I'm not sure how you're getting the message—things like the stdlib imaplib
or the gmail API give you a way to get headers separately from the body, but other methods may give you the entire message. Either way, you can pass the whole thing to the email.parser.HeaderParser
to parse the headers and ignore anything else:
>>> from email.parser import HeaderParser
>>> msg = HeaderParser().parsestr(header) # or parsestr(msg) if you have the whole msg
>>> return_path = msg.get('Return-Path')
Now, return_path
is the string "<bob@example2.com>"
, which you can just parse as an email address (or None
, if there isn't one).
>>> from email.utils import parseaddr
>>> realname, emailaddr = parseaddr(return_path)
Now, realname
is ""
, and emailaddr
is 'bob@example2.com'
.
The reason there are two parts is because this is also perfectly valid:
Return-Path: "Bob Example" <bob@example.com>
Now, this may not be quite right.
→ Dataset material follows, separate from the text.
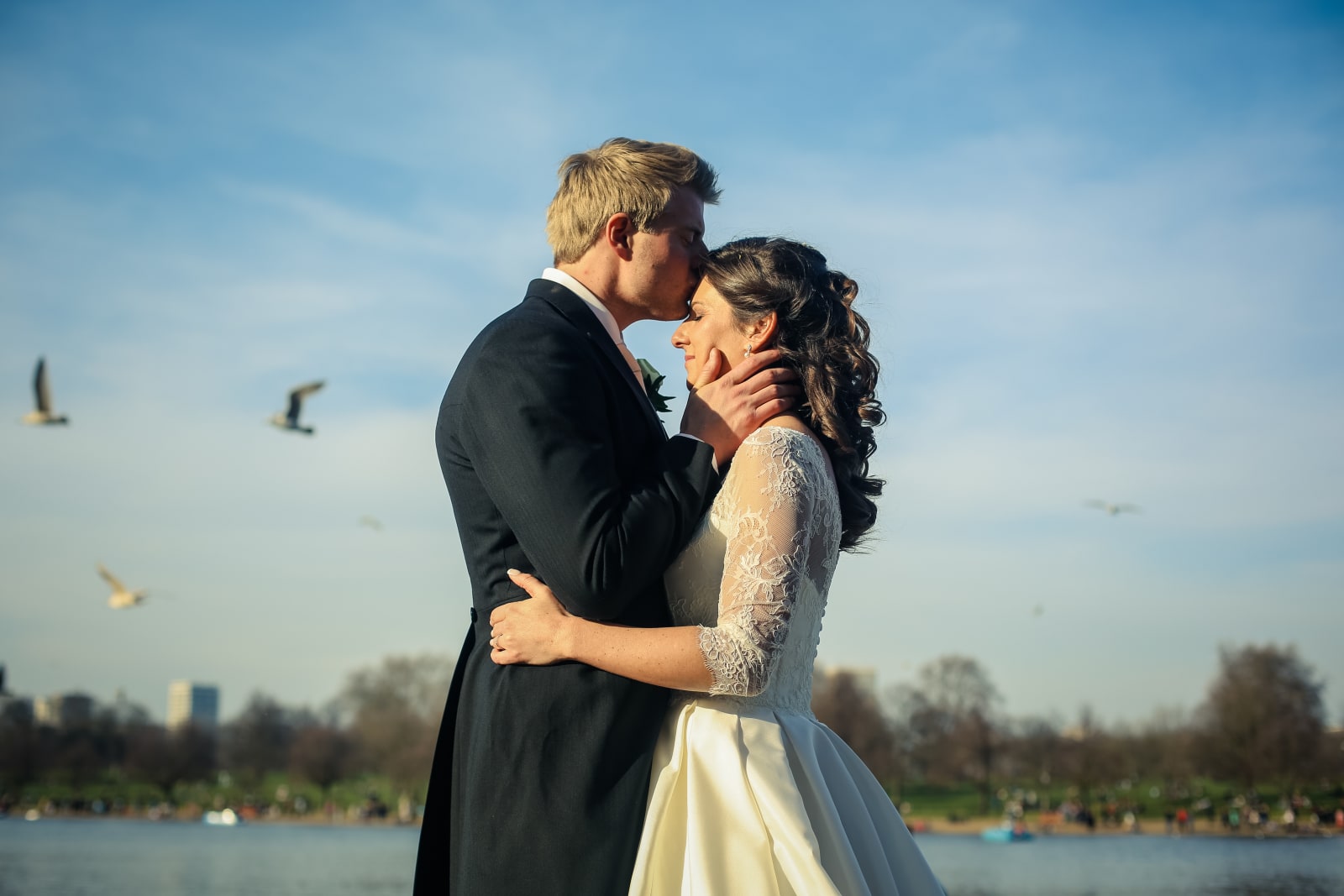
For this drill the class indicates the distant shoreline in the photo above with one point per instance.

Are you allowed to have two Return-Path
headers? Or can the Return-Path
header include multiple addresses? I can't remember. I could look it up in the relevant RFCs, but then I'd also have to do some searching to find out whether any popular clients violate these particular rules. I can't remember all of this. So, for convenience, I usually assume anything can be multiple-headers and multiple-values and do things this way:
>>> return_paths = msg.get_all('Return-Path')
This returns the list
["<bob@example2.com>"]
. (If there are no Return-Path
headers, you'll get an empty list
, instead of None
, this way.) And you can just parse that all at once, to get a list
of name, address pairs instead of just one:
>>> from email.utils import getaddresses
>>> for realname, emailaddr in getaddresses(returnpaths):
... print(realname, emailaddr)
And if it turns out that Return-Path only allows a single value, the same code just works as-is.